OpenACC Tutorial - Profiling
- Understand what a profiler is
- Understand how to use the NVPROF profiler
- Understand how the code is performing
- Understand where to focus your time and rewrite most time consuming routines
Code profiling
Why would one need to profile code? Because it's the only way to understand:
- Where time is being spent (hotspots)
- How the code is performing
- Where to focus your development time
What is so important about hotspots in the code? Amdahl's law says that "Parallelizing the most time-consuming routines (i.e. the hotspots) will have the most impact".
Build the Sample Code
For this example we will use code from this Git repository. Download the package and go to the cpp or f90 directory. The object of this exercise is to compile and link the code, obtain an executable, and then profile it.
Being pushed by NVIDIA through its Portland Group division until 2020 and now through its HPC SDK, as well as by Cray, these two lines of compilers offer the most advanced OpenACC support.
As for the GNU Compiler, since GCC version 6, the support for OpenACC 2.x kept improving. As of July 2022, GCC versions 10, 11 and 12 support OpenACC version 2.6.
For the purpose of this tutorial, we use version 22.7 of the NVIDIA HPC SDK. We note that NVIDIA compilers are free for academic usage.
[name@server ~]$ module load nvhpc/22.7
Lmod is automatically replacing "intel/2020.1.217" with "nvhpc/22.7".
The following have been reloaded with a version change:
1) gcccore/.9.3.0 => gcccore/.11.3.0 3) openmpi/4.0.3 => openmpi/4.1.4
2) libfabric/1.10.1 => libfabric/1.15.1 4) ucx/1.8.0 => ucx/1.12.1
[name@server ~]$ make
nvc++ -c -o main.o main.cpp
nvc++ main.o -o cg.x
After the executable is created, we are going to profile that code.

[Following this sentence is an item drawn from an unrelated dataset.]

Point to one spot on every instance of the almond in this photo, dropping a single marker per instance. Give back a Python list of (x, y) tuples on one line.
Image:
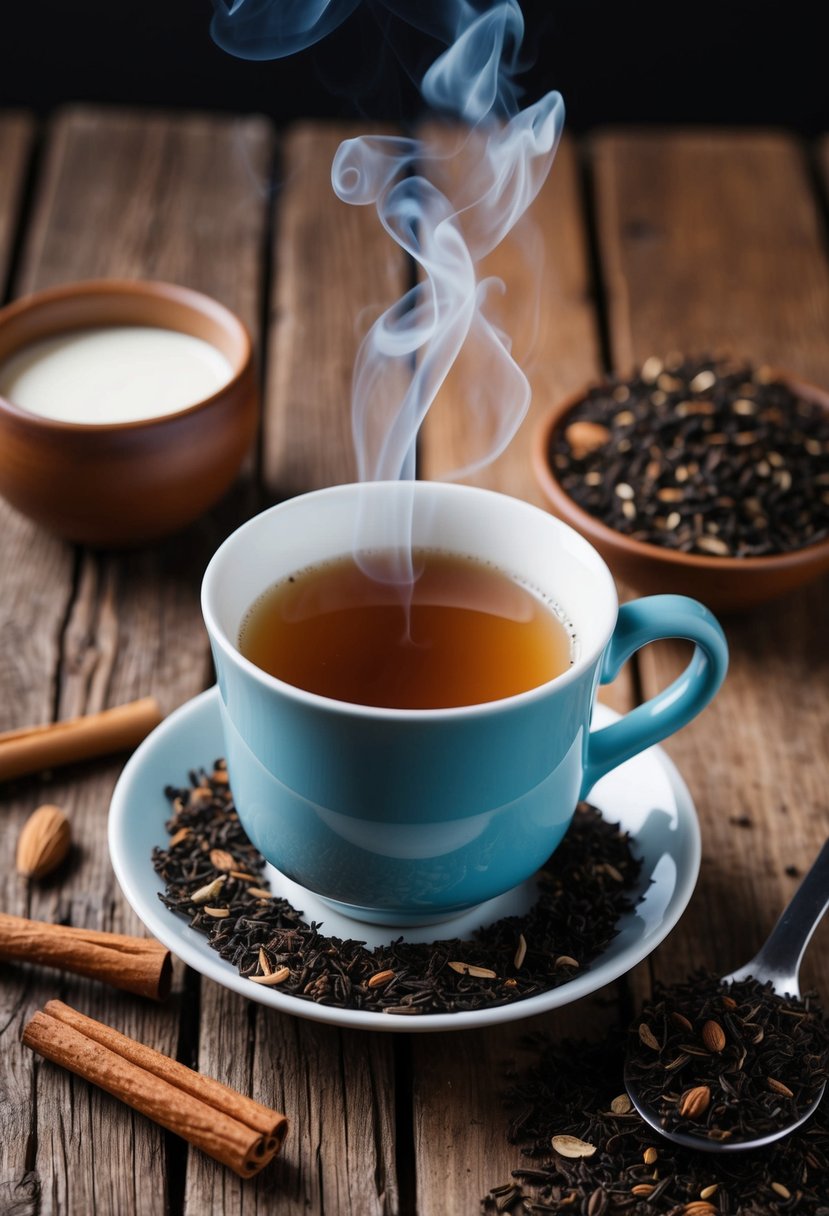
[(221, 860), (573, 1147), (585, 438), (44, 842), (714, 1036), (694, 1102)]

For the purpose of this tutorial, we use several profilers as described below:
- PGPROF - a powerful and simple analyzer for parallel programs written with OpenMP or OpenACC directives, or with CUDA.
We note that Portland Group Profiler is free for academic usage.
- NVIDIA Visual Profiler NVVP - a cross-platform analyzing tool for the codes written with OpenACC and CUDA C/C++ instructions.
- NVPROF - a command line text-based version of the NVIDIA Visual Profiler.
PGPROF Profiler
These next pictures demonstrate how to start with the PGPROF profiler. The first step is to initiate a new session. Then, browse for an executable file of the code you want to profile. Finally, specify the profiling options; for example, if you need to profile CPU activity then click the "Profile execution of the CPU" box.
NVIDIA Visual Profiler
Another profiler available for OpenACC applications is the NVIDIA Visual Profiler. It's a crossplatform analyzing tool for code written with OpenACC and CUDA C/C++ instructions.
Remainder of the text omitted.